92-year-old Coalition of the Left (SYRIZA) MEP Manolis Glezos appealed to Russian President Vladimir Putin in a personal letter. “I fully understand the reasons that prompted you to decide to impose an embargo on EU agricultural products. However, on behalf of the Greek people, who are going through times of extreme hardship, I appeal to your humane feelings to think over your decision toward Greek farmers.”
“Our people were the only ones who stood against the wishes of the EU Directorate. We stood against the partition of Yugoslavia, then the bombing of Serbia, the invasion in Iraq, the threats against Syria, and we paid for it dearly by becoming the guinea pigs of the new order, along with Cyprus,” he says before pleading for Russia to lift the embargo on Greek agricultural products for the sake of the “traditional friendship” between the two countries.
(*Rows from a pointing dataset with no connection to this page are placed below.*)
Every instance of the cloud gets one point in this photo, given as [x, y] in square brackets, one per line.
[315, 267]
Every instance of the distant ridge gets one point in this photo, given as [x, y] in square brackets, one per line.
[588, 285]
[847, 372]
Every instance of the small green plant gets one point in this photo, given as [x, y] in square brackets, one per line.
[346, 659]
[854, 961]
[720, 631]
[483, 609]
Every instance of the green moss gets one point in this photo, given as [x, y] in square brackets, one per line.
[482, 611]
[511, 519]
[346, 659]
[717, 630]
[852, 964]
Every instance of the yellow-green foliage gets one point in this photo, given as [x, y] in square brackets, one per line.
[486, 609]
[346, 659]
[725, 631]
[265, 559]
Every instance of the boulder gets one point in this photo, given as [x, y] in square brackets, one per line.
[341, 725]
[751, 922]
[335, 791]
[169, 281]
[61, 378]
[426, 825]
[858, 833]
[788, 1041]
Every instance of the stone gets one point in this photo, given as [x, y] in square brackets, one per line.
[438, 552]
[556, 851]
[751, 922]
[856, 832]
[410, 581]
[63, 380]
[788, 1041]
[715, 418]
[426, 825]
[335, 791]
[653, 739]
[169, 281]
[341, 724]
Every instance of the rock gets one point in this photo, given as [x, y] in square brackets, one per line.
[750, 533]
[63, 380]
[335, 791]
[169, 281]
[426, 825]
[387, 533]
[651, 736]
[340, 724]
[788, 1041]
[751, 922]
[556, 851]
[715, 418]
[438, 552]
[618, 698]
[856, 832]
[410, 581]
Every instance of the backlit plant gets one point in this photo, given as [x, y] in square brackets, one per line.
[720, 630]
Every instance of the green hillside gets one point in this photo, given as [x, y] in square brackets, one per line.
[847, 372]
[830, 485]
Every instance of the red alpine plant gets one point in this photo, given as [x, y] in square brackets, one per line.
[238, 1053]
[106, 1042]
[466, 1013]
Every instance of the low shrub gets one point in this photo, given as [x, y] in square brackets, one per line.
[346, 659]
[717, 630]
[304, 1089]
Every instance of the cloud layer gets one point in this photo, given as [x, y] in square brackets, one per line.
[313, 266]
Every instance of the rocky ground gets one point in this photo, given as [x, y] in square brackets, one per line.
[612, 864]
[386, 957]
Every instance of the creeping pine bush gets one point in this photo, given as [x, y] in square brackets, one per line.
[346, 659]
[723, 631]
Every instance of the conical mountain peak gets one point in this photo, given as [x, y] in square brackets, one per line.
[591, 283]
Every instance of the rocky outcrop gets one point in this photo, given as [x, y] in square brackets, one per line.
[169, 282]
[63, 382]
Mr. Glezos, a national hero of the Greek resistance against Nazi Germany during World War II, had been arrested and tried in the late Fifties by an Athens military court for spying in favor of the Soviet Union. The case against him was dropped but the Soviet Union’s postal service had produced a special stamp with his face on it.
Mr. Glezos addresses Mr. Putin as a “comrade” and asks him to lift “For the ideals we fought for in the Second World War, for the ideals we fight for now, for the self-determination of the peoples, for the defence of human ideals, the Greek agricultural products should be excluded from the embargo.”